May 09, 2017 11:21 AM GMT+0530 | 0 Comment(s)

ECONOMYNEXT - Ceylon Grain Elevators, a Sri Lankan poultry and feed milling group, said March 2017 quarter net profit fell 49% to Rs168 million from a year ago mainly owning to higher raw material prices and import restrictions.

Earnings per share fell to Rs2.80 from Rs5.54 over the period with sales up 5% to Rs3.8 billion, according to interim accounts filed with the Colombo stock exchange.

“Although there was a revenue growth reported during the quarter under review, it is pertinent to note that group results were adversely affected by price hikes of key raw material,” Primus Cheng Chih Kwong, Executive Director and Chief Executive Officer said in a note accompanying the accounts.

“Decreased yield in the local maize cultivation and import constraints imposed by the government brought about an increasingly tight market that caused the price of local maize to be pushed up by over 20%, when compared to the same quarter of the previous year.”

The production shortfall and import restrictions caused a situation where feed millers were not able to get their maize requirements, despite them being ready to purchase the entire local maize production at a reasonable price acceptable both to the government and the farmers, Primus said.

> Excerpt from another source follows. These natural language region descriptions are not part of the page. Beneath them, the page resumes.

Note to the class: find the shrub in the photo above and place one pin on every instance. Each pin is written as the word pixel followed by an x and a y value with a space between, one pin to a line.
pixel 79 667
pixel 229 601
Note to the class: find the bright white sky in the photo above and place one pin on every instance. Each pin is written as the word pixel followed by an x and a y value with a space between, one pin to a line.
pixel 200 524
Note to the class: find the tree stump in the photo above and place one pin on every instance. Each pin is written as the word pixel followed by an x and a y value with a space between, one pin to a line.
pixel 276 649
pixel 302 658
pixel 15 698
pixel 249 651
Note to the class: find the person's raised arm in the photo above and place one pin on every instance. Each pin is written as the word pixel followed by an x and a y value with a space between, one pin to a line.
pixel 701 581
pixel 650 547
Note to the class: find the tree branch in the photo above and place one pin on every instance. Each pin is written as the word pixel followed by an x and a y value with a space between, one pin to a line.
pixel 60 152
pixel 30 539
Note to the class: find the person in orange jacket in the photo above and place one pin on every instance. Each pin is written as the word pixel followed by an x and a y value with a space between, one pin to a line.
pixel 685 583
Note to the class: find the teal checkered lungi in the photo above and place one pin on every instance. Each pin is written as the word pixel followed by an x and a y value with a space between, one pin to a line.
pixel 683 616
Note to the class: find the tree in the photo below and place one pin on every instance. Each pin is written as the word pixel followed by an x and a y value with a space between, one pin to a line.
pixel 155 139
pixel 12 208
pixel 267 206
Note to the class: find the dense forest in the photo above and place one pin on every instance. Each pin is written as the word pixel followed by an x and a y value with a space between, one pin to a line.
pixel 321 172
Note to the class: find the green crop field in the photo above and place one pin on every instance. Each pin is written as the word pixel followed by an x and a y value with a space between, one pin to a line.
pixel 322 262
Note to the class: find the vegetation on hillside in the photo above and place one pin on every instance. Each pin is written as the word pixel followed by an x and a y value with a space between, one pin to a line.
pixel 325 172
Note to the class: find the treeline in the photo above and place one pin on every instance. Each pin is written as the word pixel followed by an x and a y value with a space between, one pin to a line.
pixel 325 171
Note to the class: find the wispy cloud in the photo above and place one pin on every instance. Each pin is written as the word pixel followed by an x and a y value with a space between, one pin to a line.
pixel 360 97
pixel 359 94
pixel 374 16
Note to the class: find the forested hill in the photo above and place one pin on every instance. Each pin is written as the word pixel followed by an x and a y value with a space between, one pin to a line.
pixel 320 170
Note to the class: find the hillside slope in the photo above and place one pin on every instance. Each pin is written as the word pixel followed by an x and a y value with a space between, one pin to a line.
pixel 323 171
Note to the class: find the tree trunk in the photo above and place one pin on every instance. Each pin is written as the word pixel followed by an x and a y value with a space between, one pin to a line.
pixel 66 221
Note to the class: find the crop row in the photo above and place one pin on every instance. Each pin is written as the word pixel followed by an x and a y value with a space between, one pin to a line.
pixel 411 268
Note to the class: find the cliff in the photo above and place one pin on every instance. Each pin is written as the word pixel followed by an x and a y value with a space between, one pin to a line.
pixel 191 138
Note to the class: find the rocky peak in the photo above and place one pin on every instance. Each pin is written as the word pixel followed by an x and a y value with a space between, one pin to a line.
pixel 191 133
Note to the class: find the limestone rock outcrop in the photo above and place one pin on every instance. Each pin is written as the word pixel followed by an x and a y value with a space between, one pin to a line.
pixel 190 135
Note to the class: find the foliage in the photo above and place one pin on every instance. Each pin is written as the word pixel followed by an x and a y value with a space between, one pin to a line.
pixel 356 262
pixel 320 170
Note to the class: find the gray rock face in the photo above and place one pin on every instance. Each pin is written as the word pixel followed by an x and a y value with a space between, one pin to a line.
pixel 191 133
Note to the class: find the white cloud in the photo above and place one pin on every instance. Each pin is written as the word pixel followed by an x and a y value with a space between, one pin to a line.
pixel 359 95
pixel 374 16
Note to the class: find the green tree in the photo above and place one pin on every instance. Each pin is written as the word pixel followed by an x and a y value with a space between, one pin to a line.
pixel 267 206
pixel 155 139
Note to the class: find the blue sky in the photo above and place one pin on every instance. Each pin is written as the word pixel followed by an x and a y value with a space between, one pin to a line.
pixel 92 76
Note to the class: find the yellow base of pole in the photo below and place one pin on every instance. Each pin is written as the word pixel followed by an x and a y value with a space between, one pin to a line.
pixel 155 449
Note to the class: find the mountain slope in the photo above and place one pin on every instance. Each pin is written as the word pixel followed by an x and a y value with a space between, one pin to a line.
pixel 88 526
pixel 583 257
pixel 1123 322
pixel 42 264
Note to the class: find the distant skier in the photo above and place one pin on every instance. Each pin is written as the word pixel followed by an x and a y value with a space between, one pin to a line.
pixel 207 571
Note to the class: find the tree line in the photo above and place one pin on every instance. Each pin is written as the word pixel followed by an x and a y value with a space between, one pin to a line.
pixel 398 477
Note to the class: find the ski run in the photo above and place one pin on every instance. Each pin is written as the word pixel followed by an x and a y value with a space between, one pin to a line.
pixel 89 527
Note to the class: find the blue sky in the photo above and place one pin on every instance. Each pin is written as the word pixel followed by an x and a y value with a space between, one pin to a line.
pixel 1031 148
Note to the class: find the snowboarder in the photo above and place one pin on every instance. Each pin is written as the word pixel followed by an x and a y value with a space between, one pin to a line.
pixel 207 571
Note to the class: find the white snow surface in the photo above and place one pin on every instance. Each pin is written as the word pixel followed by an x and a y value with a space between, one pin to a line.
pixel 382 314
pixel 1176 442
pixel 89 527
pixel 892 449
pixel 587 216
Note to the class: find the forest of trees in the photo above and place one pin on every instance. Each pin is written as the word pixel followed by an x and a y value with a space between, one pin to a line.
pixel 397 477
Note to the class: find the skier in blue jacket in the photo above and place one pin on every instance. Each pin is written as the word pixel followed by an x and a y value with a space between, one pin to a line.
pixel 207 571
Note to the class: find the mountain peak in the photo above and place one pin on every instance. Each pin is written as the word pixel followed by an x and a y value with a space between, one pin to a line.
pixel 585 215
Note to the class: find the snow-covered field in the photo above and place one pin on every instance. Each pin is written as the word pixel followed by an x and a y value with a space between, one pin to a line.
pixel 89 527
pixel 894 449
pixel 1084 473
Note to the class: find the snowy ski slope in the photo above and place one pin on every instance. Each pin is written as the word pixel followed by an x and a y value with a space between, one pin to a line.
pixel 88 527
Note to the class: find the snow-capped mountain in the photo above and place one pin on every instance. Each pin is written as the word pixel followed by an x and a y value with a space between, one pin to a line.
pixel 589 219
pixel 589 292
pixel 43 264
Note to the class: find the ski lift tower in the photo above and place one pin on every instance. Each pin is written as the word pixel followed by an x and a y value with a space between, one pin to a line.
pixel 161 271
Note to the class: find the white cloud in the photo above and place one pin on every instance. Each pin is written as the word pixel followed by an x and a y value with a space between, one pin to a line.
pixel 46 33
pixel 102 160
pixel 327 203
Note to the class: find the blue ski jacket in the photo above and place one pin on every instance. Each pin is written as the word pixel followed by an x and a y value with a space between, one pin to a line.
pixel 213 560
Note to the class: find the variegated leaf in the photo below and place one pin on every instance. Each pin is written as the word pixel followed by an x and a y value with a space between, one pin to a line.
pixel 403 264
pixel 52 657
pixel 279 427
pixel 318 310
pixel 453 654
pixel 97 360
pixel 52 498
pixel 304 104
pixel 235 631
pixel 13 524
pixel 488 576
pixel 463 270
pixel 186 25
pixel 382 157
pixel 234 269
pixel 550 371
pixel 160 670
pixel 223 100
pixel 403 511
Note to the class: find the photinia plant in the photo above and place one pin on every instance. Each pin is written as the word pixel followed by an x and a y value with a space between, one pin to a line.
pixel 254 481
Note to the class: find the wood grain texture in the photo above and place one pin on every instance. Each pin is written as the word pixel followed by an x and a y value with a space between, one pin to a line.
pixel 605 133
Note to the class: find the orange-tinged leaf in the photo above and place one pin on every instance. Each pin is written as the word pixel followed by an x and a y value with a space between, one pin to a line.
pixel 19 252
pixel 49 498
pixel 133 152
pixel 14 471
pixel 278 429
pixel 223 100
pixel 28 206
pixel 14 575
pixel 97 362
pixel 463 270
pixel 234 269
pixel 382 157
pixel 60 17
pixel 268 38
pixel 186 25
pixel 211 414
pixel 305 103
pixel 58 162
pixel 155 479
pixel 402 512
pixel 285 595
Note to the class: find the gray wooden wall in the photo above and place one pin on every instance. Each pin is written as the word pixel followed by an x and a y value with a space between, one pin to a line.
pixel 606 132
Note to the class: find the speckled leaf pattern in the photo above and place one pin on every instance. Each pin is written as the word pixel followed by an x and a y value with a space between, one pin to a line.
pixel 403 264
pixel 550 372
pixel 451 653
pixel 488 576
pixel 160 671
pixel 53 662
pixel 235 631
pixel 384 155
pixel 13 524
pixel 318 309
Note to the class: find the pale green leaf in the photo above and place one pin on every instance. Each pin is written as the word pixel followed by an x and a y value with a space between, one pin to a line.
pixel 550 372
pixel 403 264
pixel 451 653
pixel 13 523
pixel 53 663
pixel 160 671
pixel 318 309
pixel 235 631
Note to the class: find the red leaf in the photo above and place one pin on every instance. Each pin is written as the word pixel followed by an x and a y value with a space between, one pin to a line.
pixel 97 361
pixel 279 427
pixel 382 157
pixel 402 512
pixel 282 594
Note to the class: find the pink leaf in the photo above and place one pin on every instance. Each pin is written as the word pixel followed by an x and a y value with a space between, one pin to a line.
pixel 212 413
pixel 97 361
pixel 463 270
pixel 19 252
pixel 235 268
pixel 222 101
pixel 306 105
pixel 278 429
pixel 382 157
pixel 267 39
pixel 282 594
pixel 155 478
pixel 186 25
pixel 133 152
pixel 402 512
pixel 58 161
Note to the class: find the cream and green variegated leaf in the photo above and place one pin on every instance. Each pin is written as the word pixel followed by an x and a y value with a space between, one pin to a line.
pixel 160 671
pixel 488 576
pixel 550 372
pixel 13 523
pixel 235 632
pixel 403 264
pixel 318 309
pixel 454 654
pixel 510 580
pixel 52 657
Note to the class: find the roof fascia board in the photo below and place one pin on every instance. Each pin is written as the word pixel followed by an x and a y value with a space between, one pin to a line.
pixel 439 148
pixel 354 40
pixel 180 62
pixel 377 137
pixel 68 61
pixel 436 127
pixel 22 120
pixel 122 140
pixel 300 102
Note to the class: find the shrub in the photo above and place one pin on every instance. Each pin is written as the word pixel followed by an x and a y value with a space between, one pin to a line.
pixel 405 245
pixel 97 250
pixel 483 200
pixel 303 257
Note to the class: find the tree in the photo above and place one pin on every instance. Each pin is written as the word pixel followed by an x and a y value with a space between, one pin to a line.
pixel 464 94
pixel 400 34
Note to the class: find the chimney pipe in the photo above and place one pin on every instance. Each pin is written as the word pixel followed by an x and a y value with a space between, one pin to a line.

“This scenario in fact compelled feed millers to pay artificially higher prices for maize thus pushing their cost of production higher, since their ability to exercise management skills to purchase imported maize at times when international prices are lower, was curtailed consequent to import restrictions,” he said.

In the backdrop of local maize production being way below the demand from feed millers, he called for the government to consider issuing import permits directly to feed millers without bringing in intermediaries.

This should enable feed millers to procure maize at competitive prices through international procurement planning, he said.

“This will no doubt lower their cost of production and will make it possible for them to provide cheaper feed to the local farmers, ultimately resulting in there being protein rich chicken meat available to local consumers at a more affordable price.”